Our criticism of the 80% claim should in no way undermine decades of effort by Indigenous Peoples’ organizations and others to influence international biodiversity and climate policy. Nor should it detract from the essential and verifiably considerable part that Indigenous Peoples play in the conservation of the planet’s biodiversity. For example, a 2018 analysis13 led by one of us (S.T.G.) indicated that, at the time, Indigenous Peoples managed or held tenure rights over more than one-quarter of Earth’s terrestrial surface — land that intersected with at least 37% of the remaining natural lands worldwide (see ‘Fact, not fiction’).

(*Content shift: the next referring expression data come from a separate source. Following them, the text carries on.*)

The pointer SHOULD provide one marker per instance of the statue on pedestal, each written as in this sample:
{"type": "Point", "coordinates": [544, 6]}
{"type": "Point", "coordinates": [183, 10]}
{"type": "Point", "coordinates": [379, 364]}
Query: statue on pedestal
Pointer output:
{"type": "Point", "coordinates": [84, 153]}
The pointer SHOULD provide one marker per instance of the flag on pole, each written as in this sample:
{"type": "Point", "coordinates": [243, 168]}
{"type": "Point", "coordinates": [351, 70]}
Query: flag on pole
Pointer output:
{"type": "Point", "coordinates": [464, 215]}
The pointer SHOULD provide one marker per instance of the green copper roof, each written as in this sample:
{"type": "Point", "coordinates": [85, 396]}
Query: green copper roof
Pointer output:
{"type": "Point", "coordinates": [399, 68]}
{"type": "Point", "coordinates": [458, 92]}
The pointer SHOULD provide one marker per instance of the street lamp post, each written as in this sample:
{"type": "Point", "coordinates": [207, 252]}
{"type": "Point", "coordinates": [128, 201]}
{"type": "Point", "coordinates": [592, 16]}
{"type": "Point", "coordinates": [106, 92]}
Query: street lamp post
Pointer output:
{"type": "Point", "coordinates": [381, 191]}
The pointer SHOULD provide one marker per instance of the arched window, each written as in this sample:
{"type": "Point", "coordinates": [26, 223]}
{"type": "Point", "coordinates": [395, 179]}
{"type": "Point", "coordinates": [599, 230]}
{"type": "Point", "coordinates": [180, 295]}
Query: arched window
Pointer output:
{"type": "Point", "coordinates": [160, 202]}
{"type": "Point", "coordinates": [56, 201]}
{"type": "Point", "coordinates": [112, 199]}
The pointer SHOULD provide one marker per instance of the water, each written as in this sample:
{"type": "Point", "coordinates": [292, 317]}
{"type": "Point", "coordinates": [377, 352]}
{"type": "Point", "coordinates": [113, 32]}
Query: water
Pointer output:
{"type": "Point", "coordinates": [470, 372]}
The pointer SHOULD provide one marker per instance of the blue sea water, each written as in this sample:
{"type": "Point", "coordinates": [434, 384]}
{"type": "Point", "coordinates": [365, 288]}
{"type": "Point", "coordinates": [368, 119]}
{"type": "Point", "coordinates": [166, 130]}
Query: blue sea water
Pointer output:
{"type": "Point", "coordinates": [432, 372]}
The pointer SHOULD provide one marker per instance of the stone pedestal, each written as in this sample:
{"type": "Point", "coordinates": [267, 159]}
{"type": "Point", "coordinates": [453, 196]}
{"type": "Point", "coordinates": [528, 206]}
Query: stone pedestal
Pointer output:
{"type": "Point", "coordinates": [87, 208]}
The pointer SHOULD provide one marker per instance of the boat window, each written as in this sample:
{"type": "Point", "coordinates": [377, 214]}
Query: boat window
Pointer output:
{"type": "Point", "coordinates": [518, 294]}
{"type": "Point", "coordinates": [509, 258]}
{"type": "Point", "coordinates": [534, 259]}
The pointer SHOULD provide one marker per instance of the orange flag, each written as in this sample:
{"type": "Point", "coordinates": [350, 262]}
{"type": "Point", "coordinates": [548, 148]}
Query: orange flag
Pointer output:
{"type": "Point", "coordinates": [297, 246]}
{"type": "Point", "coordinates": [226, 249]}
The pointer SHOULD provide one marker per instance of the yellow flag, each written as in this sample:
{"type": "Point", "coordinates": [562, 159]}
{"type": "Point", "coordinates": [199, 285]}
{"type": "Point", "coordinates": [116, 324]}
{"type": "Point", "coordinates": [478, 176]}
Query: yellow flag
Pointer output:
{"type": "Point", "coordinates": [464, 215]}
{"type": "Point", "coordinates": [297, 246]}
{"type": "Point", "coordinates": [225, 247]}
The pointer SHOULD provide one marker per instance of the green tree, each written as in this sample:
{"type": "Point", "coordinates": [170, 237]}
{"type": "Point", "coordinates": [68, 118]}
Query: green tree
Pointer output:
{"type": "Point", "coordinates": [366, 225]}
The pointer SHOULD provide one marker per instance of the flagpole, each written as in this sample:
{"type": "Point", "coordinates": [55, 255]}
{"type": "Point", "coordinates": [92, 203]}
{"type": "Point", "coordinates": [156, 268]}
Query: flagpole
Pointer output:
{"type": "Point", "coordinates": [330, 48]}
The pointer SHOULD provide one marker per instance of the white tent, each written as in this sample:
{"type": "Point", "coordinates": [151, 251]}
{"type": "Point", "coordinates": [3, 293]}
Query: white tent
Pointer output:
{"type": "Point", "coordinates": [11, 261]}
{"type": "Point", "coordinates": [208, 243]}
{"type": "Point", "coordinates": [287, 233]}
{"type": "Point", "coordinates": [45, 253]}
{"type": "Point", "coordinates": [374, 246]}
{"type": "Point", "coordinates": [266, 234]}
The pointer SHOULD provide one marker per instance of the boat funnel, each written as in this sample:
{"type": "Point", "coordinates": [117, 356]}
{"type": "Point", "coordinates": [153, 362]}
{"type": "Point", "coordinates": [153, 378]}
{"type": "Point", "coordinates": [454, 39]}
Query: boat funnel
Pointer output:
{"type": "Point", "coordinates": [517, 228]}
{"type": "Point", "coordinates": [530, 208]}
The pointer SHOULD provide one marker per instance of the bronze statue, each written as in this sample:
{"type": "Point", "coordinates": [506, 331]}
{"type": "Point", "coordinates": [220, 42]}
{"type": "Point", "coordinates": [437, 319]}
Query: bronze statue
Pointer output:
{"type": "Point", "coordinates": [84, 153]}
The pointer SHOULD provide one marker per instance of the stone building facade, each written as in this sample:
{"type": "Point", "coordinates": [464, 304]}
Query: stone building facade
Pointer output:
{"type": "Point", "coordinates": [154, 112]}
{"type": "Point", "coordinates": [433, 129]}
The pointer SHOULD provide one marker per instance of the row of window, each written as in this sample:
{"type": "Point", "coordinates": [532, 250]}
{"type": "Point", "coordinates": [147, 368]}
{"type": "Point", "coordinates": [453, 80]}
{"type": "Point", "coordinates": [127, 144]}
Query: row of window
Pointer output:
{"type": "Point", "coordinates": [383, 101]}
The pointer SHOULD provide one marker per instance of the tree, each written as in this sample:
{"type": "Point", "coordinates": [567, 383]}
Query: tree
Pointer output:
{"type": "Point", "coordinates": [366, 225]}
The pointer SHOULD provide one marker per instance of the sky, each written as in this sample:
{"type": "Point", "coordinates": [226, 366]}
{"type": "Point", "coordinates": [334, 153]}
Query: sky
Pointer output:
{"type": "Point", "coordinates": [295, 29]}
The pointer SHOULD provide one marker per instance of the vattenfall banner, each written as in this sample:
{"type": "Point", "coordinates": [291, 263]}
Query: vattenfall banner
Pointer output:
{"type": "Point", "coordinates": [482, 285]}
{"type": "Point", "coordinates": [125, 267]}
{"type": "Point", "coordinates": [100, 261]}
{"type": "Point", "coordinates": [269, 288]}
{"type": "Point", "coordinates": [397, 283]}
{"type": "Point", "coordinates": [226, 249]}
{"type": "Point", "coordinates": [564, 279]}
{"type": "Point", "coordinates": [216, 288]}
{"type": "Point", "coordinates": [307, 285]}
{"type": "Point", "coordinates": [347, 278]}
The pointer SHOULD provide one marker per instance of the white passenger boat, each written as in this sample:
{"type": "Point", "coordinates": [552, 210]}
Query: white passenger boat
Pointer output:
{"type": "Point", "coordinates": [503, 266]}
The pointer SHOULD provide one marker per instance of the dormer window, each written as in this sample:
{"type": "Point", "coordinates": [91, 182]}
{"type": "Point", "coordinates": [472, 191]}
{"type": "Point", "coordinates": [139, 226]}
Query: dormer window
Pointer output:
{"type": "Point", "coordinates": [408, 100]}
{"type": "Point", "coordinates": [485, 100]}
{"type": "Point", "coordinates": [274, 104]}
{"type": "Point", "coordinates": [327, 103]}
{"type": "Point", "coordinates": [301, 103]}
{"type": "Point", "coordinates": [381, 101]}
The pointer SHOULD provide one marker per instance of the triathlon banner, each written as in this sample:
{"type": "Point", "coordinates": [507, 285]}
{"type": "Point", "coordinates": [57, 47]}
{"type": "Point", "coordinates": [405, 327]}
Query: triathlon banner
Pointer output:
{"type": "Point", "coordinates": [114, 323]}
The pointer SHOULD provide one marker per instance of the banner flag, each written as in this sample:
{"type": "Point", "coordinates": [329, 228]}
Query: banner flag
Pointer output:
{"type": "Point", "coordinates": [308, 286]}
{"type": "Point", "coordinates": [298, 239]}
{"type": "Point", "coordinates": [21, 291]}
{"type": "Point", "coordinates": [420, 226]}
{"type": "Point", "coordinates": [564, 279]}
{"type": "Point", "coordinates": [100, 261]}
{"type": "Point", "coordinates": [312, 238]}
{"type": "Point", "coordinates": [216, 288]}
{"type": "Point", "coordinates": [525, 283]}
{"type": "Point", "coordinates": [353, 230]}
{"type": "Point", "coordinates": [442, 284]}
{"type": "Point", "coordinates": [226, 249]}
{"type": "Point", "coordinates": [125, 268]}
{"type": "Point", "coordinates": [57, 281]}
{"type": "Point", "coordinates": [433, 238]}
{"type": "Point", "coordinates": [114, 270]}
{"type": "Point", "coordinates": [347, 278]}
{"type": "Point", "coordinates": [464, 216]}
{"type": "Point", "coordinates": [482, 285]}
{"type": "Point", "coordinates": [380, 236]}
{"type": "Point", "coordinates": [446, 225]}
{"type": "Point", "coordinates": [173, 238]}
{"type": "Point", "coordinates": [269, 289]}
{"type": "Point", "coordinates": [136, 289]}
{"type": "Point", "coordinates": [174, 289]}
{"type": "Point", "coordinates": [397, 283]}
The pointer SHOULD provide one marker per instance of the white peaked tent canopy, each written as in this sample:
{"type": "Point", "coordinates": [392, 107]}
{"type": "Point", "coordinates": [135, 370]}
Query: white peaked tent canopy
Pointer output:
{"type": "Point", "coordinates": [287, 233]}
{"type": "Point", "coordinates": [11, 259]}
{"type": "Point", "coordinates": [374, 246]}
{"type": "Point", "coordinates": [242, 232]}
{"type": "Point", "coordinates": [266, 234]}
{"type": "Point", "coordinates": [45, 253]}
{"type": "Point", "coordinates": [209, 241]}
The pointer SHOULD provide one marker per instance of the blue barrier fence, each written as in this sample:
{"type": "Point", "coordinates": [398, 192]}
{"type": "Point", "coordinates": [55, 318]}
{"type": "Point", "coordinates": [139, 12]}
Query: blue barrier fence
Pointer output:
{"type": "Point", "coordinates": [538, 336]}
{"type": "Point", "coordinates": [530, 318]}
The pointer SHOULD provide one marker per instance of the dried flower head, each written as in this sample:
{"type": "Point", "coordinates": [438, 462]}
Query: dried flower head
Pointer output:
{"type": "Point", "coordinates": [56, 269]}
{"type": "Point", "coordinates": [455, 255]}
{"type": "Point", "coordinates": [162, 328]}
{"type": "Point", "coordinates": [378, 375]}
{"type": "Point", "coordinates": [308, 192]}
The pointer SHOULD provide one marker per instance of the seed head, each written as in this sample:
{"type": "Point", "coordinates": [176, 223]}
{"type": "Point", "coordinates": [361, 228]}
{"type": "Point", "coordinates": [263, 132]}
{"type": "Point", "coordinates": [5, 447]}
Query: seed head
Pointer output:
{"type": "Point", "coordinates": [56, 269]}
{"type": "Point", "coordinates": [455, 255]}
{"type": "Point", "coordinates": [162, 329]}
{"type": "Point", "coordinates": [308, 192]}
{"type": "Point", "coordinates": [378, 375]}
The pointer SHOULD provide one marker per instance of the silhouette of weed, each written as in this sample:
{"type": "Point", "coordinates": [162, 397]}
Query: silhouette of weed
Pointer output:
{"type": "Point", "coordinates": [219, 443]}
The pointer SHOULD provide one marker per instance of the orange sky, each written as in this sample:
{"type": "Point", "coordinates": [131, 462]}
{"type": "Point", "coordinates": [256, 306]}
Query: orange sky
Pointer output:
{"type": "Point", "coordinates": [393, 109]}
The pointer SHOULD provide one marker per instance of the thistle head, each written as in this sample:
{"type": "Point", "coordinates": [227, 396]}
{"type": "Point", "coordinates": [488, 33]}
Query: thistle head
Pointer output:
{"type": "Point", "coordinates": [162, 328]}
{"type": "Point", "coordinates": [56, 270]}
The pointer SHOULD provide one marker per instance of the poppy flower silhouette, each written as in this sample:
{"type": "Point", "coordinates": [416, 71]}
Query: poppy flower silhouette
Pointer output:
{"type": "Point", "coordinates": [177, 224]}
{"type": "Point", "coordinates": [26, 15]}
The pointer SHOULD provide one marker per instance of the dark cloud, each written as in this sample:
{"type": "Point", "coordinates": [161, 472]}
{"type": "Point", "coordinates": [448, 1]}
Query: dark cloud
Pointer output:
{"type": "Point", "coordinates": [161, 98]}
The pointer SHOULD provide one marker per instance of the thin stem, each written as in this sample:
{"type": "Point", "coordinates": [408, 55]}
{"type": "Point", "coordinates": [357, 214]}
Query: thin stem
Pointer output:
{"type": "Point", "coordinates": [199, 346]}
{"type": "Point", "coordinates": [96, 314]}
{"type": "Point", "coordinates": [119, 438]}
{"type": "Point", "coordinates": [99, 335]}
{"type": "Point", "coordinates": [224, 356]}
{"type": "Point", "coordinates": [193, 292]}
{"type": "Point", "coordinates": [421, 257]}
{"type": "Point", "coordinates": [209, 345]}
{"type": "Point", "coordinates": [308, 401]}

Subsequent studies have shown that Indigenous Peoples’ lands include more than one-third of the world’s intact forest landscapes (forest ecosystems that show little sign of habitat conversion or fragmentation)1,2,14,15. And around 60% of all terrestrial mammals for which reliable habitat data exist (comprising more than 2,500 species) have more than 10% of their ranges in Indigenous Peoples’ lands16. Compared with protected areas, these lands support at least as many species (when matched for habitat type, location and so on), have fewer alien species and have retained a similar proportion of habitat2,14,15. Indeed, in the past five years, the essential roles of Indigenous Peoples in global biodiversity conservation have been recognized in numerous landmark reports3,17.
On the contrary, our concern is that the 80% claim could undermine these and other rigorous studies — as well as effective efforts to conserve biodiversity by Indigenous Peoples on the ground. Putting aside the fundamental problems with this specific statistic, trying to assign a numerical value to biodiversity on Indigenous Peoples’ territories fails to represent Indigenous values and world views in a meaningful way.
The integral connections between Indigenous Peoples and their lands, seas and resources help to conserve biodiversity worldwide in varied ways3,17. This is apparent from scholarship that draws on Indigenous Knowledge across cultures, from oral narratives passed down through generations, and from cultural practices to manage biodiversity17. Assessing the impact of Indigenous Peoples on the safeguarding of biodiversity requires taking into account the many complex interrelations between humans and non-human nature, not just the number of species and ecosystems in a region.
The implicit assumption behind the 80% claim is that the characterization of biodiversity is complete. Indeed, the implied certainty suggests that Indigenous scholarship and Indigenous Knowledge systems might not be needed to improve understanding of the state of biodiversity on Indigenous Peoples’ lands and in their seas. Although Indigenous Knowledge holders and scholars have long understood the importance of Indigenous governance for the stewardship of biodiversity, an understanding of this is only just beginning to develop among the broader public.
The global conservation community must abandon the unsupported 80% claim, and instead acknowledge more comprehensively the crucial roles of Indigenous Peoples in biodiversity conservation, restoration and stewardship. This means acting in partnership with and supporting the leadership of Indigenous Peoples, recognizing their rights to their lands and seas, and involving them as leaders or as equal partners in decision-making. It means amplifying Indigenous voices in international biodiversity and climate-change forums, and providing Indigenous Peoples with resources so that they can lead their own conservation initiatives.
Genuinely valuing and integrating the ecological knowledge of Indigenous Peoples will lead to a more just and effective approach to conserving the planet’s biodiversity.